L’article 26 du même protocole additionnel précise aussi que l’Etat doit assurer l’accès aux produits essentiels pour sa population.

Or, dans ce cas précis, les conséquences de l’embargo touchent principalement les populations qui ont du mal à acquérir les produits alimentaires essentiels.

La population malienne vivait dans un contexte déjà difficile avec la crise sécuritaire et la crise sanitaire liée à la Covid19. Ajoutées à celles-ci les sanctions économiques et financières de la CEDEAO (fermeture des frontières, l’arrêt des transactions financières à l’international) auront, sans nul doute, pour conséquence le ralentissement de l’approvisionnement correct du pays en produits de consommation, entrainant logiquement une augmentation des prix des denrées.
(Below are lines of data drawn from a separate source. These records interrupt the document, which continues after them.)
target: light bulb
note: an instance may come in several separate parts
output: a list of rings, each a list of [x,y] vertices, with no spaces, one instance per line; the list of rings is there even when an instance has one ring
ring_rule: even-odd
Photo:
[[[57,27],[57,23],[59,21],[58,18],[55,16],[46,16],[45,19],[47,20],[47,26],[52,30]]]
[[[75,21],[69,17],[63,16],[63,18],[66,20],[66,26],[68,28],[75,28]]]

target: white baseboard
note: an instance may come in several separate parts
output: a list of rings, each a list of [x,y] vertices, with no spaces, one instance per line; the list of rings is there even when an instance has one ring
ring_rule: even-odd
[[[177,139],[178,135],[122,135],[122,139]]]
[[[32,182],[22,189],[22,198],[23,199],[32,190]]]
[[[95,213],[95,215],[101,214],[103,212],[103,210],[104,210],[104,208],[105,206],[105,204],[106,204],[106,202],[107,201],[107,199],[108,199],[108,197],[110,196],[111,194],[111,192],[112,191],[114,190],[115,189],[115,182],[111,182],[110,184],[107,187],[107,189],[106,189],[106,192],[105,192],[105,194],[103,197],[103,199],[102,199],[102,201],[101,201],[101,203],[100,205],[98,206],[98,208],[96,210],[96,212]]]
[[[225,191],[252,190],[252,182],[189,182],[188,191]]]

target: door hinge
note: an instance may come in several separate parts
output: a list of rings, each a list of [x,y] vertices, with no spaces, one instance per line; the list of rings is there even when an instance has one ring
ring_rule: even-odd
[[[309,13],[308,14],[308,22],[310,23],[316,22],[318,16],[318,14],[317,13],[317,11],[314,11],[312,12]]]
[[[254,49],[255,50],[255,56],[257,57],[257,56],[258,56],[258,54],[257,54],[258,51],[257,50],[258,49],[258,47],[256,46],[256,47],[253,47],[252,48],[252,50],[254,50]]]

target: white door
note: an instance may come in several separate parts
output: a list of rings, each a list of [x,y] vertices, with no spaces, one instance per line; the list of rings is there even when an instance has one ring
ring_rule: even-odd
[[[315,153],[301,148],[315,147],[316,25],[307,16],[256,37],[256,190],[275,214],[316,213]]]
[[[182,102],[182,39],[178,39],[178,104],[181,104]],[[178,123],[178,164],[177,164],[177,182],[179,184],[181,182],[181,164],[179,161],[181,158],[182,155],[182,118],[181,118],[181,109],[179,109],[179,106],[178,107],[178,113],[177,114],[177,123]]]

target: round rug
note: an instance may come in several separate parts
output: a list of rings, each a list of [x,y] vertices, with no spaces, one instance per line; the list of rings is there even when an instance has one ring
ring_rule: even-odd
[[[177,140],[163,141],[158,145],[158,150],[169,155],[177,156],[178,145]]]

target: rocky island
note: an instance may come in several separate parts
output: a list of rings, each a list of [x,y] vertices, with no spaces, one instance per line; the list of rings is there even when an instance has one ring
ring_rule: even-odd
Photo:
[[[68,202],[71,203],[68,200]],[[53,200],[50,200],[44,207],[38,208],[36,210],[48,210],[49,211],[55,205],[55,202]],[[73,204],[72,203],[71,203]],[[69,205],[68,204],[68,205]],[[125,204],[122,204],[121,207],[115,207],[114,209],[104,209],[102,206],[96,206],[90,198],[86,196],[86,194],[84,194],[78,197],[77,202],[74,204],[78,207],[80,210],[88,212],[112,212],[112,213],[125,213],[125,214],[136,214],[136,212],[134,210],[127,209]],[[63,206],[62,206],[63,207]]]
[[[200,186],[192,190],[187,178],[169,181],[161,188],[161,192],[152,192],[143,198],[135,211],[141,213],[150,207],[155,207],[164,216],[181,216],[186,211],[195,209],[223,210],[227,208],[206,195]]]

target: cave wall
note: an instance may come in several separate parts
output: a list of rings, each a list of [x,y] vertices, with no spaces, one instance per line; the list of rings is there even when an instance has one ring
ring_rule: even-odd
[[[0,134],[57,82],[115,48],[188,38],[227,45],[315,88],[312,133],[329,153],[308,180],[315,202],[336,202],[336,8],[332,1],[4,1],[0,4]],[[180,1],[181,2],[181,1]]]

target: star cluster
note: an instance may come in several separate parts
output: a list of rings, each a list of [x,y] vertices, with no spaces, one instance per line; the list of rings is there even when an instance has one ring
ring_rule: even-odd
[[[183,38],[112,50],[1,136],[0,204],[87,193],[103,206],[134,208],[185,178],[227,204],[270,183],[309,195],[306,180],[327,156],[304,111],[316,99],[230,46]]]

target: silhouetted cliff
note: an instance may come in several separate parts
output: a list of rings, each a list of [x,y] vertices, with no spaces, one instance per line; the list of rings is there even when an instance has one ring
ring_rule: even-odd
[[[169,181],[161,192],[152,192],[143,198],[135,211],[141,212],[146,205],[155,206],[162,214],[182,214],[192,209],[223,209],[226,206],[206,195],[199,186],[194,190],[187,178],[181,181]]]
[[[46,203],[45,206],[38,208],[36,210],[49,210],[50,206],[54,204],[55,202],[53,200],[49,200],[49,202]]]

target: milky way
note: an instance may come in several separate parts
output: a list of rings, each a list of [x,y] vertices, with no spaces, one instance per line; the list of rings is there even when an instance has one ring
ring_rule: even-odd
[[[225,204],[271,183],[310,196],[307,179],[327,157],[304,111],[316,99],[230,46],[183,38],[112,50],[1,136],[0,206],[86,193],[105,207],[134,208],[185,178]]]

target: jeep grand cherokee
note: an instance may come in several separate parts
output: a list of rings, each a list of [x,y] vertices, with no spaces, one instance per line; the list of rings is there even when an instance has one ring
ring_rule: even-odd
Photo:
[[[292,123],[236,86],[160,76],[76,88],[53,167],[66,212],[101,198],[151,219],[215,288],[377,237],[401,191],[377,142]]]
Autre argument développé par Abdoul Wahab Diakité, concerne la suspension des transactions financières à l’international.

A ce niveau, il précise que la BCEAO est un organe de l’UEMOA et non de la CEDEAO, donc juridiquement, elle n’a aucune injonction dans le fonctionnement de cette banque centrale. Enfin M. Diakité relève que le 2020 était considérée au niveau de la CEDEAO comme l’année de la communauté, donc ce sont les intérêts des peuples qui doivent primés et non ceux des dirigeants.